Produits artificiels
Ce sont les cristalloïdes, les colloïdes et les hydroxyéthylamidons (HEA). Ils ont en commun un prix de revient peu élevé et ils sont facilement disponibles.
Cristalloïdes
Parmi ceux-ci, c’est le Ringer lactate qui a la préférence. Sa tolérance est parfaite mais sa demi-vie très brève dans le secteur vasculaire (20 min) ne permet pas de couvrir la durée de la manipulation. Il est utilisé en quantité limitée en début d’échange (500 ml) et pour ramener la concentration des solutions d’albumine de 20 % à 4 ou 5 %.
Colloïdes
Les gélatines fluides et les dextrans appartiennent à ce groupe. Leur pouvoir oncotique est égal ou supérieur à celui du plasma et leur demi-vie (4 à 8 h) est compatible avec la durée habituelle des échanges. En pratique, la quantité de colloïde utilisée au cours d’un EP ne doit pas dépasser 20 à 25 % du volume épuré [11].
Les gélatines fluides sont peu utilisées en raison du risque élevé de choc anaphylactique.
Les dextrans de nouvelle génération ont été utilisés avant la mise à disposition des dérivés d’amidon.
Hydroxyéthylamidons
Ce sont des polysaccharides naturels ayant un effet d’expansion volémique identique à celui de l’albumine. Leur tolérance est bonne. Leur persistance intravasculaire permet de couvrir très largement la durée de la manipulation [26]. Les HEA sont utilisés en début d’échange (1/3 du volume à épurer) avant l’introduction de la solution d’albumine.
Dérivés du sang
Les deux produits disponibles en France sont le plasma viro-atténué (PVA) et l’albumine humaine plasmatique.
Plasma viro-atténué
Le PVA est le produit de compensation le plus physiologique. Il est préparé à partir d’un pool de plasma issu de prélèvements par plasmaphérèse. L’atténuation virale réalisée est de type chimique : méthode solvant-détergent (SD). Ce procédé n’est actif que sur les virus enveloppés (VIH, virus de l’hépatite B, virus de l’hépatite C), mais sans action sur les virus non enveloppés comme le virus de l’hépatite A ou le parvovirus B19. Le pool de plasma traité est réparti dans des poches de 200 ml dont 20 ml d’anticoagulant environ (ACD A ou CPD [citrate, phosphate, dextrose]).

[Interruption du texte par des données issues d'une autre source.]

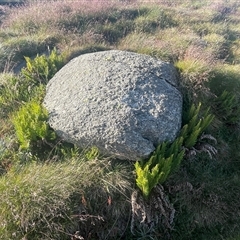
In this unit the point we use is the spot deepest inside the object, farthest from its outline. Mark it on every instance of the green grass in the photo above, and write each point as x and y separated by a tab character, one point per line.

Son utilisation impose le respect strict de deux règles : il doit être transfusé dans les 2 heures qui suivent sa décongélation lente, la compatibilité dans les systèmes de groupe ABO et Rhésus est impérative pour éviter les accidents d’hémolyse et d’allo-immunisation anti-D. Le plasma frais congelé a été le produit de remplissage de référence jusqu’à la fin des années 1970. Aujourd’hui, le purpura thrombotique thrombocytopénique reste la seule indication admise du PVA.D’autres méthodes d’inactivation sont en cours d’expertise (SD poche par poche, pasteurisation, photo-inactivation), ces produits n’ont pas encore reçu l’agrément de l’Agence française du sang.
Albumine humaine
Son origine est exclusivement plasmatique. Elle est utilisée en solution à 4 ou 5 % dans du Ringer lactate. Cette dilution lui confère un pouvoir oncotique identique à celui du plasma et permet un remplacement volume pour volume. Les facteurs de la coagulation et les immunoglobulines ne sont pas compensés. Les facteurs de la coagulation se reconstituent en moins de 4 h pour les facteurs VIII et IX et en moins de 24 h pour les autres. La diminution des immunoglobulines ne pose pas de problème sauf en cas d’EP journalier sur une longue durée. L’albumine ne transmet pas de maladies infectieuses, satolérance peut varier en fonction des lots utilisés [17], c’est un produit qui reste assez cher (18 F/g en 1994).